Inny sposób podziału robaków to podział pod względem ich dystrybucji. Tutaj mamy robaki rozprzestrzeniające się poprzez pocztę elektroniczną, robaki IM oraz IRC, robaki przenoszone wraz z plikami, a także rezydujące w sieci.
Jak usunąć robaka komputerowego?
Gdy robak znalazł się w systemie, proces jego usuwania jest taki sam, jak w przypadku innych malware - ale nie jest prosty. Najlepiej w tym celu posłużyć się specjalistycznym oprogramowaniem, a także wykorzystać możliwości swojego antywirusa. Narzędzia pozwalające na usuwanie robaków oferuje w swoich zestawach wielu producentów pakietów ochronnych, jak ESET czy Bitdefender.
Skąd możesz otrzyma robaka?
Pierwszy robak komputerowy, który rozprzestrzenił się po świecie, był napisany przez Roberta Tappana Morrisa Juniora. Składał się z trzech tysięcy linii kodu. Trafił do sieci 2 listopada 1988 i w ciągu kilku godzin spowodował paraliż ok. sześciu tysięcy komputerów. Do wprowadzenia go do ówczesnego internetu Morris wykorzystał serwery MIT. Jak wspomina to po latach, robak miał być "ćwiczeniem intelektualnym", a zarazem wykrywaczem luk w systemach Unix. Jednak rozprzestrzenił się bardziej, niż jego twórca spodziewał. W szczytowym momencie zostało przez niego zablokowane niemal 10% wszystkich połączonych wówczas komputerów i serwerów na świecie! Morris skończył tę przygodę jako pierwsza w historii USA osoba skazana na podstawie wydanego w 1986 aktu Computer Fraud and Abuse Act. Nie trafił jednak do więzienia - skończyło się na wysokiej grzywnie.

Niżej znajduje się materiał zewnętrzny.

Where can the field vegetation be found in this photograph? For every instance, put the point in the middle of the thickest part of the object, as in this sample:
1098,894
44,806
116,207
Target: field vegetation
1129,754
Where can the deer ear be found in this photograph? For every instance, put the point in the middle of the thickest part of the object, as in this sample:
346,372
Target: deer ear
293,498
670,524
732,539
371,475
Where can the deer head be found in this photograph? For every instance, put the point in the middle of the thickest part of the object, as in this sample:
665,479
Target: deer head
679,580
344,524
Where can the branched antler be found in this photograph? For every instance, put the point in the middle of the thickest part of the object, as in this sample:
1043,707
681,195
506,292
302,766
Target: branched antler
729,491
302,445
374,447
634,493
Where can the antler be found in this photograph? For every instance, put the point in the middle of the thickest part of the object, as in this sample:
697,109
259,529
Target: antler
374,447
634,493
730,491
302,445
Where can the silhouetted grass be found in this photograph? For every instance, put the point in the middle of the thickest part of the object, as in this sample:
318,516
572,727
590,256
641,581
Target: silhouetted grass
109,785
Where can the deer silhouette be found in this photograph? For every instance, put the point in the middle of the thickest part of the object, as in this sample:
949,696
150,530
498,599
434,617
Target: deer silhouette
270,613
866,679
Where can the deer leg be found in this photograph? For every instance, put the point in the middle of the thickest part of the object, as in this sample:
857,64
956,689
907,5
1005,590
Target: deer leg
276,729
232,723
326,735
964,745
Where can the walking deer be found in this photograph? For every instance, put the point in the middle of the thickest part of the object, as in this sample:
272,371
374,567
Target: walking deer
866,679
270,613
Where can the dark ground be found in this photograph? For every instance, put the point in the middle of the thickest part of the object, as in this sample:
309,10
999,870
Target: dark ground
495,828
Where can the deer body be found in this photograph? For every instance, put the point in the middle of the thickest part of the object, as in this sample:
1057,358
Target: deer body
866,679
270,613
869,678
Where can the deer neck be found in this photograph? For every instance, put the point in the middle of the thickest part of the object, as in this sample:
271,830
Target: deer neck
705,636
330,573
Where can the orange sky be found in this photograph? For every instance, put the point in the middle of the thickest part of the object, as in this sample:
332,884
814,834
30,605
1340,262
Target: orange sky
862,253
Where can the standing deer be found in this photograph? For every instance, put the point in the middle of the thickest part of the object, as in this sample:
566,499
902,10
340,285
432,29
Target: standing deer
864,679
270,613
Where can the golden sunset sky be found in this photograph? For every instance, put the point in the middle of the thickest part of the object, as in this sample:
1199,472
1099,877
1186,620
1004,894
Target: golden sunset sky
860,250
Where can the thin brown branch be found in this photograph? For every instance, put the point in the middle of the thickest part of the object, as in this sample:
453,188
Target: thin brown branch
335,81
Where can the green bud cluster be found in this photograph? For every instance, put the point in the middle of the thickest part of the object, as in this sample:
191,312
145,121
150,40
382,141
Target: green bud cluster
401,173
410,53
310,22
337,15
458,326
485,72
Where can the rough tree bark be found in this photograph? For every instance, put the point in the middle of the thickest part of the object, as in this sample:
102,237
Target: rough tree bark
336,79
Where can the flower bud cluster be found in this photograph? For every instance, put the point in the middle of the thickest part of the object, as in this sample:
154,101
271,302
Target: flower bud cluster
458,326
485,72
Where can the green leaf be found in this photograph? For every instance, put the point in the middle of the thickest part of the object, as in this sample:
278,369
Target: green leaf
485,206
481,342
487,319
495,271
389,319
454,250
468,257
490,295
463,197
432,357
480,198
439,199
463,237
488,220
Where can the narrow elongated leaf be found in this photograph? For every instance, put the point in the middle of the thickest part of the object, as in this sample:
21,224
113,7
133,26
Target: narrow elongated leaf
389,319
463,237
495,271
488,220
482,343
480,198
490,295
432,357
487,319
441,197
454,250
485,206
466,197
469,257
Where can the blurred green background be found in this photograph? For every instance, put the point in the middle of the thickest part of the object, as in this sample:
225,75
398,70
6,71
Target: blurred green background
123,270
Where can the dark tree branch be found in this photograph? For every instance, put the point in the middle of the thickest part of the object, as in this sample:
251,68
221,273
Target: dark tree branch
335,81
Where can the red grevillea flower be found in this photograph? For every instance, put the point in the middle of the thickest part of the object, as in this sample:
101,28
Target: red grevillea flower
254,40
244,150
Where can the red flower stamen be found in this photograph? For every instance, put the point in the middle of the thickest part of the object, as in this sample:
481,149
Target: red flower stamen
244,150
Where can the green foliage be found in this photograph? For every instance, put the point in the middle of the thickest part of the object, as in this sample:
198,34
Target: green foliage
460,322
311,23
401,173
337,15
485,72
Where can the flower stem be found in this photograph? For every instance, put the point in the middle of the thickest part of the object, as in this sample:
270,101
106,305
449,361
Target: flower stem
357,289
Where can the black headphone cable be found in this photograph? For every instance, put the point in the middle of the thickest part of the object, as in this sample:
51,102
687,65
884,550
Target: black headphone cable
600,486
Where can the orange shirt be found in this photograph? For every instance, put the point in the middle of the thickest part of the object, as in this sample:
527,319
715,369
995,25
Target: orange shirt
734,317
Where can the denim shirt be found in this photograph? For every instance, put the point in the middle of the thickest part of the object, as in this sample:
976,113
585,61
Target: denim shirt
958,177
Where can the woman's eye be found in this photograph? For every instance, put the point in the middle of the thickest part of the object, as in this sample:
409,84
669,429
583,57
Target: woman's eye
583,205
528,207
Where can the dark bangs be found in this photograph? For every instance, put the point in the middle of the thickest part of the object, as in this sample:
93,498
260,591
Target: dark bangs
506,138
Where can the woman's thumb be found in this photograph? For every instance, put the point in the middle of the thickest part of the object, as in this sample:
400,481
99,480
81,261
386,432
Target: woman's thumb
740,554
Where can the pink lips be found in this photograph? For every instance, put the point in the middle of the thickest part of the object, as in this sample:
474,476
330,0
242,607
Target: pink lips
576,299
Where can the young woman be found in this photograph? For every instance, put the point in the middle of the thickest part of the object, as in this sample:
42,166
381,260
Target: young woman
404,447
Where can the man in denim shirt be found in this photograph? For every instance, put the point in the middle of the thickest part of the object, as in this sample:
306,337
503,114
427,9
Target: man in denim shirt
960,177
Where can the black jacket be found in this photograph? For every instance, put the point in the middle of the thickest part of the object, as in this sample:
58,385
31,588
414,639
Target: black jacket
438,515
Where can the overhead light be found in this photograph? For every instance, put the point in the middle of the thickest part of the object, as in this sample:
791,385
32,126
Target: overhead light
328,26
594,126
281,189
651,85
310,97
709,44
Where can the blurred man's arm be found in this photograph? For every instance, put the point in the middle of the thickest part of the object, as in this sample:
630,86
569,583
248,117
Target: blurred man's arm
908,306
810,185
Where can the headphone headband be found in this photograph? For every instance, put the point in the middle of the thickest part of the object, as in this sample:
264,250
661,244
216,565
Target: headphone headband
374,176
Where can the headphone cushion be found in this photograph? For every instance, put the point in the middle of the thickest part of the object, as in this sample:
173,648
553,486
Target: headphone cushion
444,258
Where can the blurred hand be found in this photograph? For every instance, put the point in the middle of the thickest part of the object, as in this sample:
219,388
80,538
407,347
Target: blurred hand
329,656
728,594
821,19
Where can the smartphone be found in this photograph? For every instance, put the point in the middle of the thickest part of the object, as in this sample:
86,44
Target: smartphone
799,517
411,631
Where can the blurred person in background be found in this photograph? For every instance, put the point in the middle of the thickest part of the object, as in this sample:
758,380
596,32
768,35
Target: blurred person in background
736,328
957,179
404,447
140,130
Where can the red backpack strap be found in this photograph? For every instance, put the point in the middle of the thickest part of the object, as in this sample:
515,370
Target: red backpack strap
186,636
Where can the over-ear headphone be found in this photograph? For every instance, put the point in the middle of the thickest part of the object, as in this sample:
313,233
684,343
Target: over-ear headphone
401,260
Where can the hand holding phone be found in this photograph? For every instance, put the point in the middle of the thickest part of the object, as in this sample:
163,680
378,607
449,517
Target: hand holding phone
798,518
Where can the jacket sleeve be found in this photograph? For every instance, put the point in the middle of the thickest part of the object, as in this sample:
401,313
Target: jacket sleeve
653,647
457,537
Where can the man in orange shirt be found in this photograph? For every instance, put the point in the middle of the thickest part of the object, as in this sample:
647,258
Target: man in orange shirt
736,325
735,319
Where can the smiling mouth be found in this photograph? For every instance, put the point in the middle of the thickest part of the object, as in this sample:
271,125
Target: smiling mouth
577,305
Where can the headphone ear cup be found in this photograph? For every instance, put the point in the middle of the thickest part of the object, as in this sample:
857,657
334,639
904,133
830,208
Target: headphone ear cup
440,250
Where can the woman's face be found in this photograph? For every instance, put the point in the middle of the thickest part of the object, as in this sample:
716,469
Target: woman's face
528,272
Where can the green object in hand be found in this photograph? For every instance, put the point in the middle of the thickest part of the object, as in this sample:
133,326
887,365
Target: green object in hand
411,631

A co ciekawe - parę lat później został profesorem na MIT. Można zatem powiedzieć, że spotkał go happy end.
Krótka lista najbardziej znanych robaków
W tekście wspomniane zostały Mydoom oraz NotPetya. Inne, które zapisały w historii, to:
- SQL Slammer - mający zaledwie 376 bitów robak zablokował pracę większości serwerów SQL na świecie;
- Blaster - robak na systemy Windows, przeprowadzał w 2003 roku ataki DDoS wymierzone w serwery Microsoftu i zainfekował ok. 2 miliardów komputerów;
- Conficker - robak, który w 2008 roku zainfekował miliony komputerów i stworzył olbrzymie botnety;
- Stuxnet - stworzony wspólnie przez wywiady USA i Izraela; w 2010 roku użyto go do zniszczenia irańskiego programu jądrowego
Jedną z cech, przez które robaki są tak niebezpieczne, jest ich nieprzewidywalność. Robak Morrisa wyrwał się spod kontroli, SQL Slammer miał być dowodem na zdolności programistyczne jego twórcy, a twórcy Conflickera nigdy nie skorzystali z botnetów - ich powstanie nie było ich intencją. Stuxnet był celowym tworem, przemyconym do fabryki badawczej za pomocą pendrive'a. Ponieważ jej laboratoria nie były połączone z siecią, robak miał nigdy nie wyjść poza kompleks. NotPetya miała prawdopodobnie szkodzić tylko maszynom na Ukrainie, ale rozprzestrzeniła się po świecie, Rosji nie wyłączając.
Dzięki obfitej reprodukcji robaki działają dłużej i mają większy zasięg, niż przewidzieli to ich twórcy. Dlatego tak ważne jest, aby najszybciej jak to możliwe aktualizować systemy operacyjne i zainstalowane na nich oprogramowanie. To główny środek prewencji.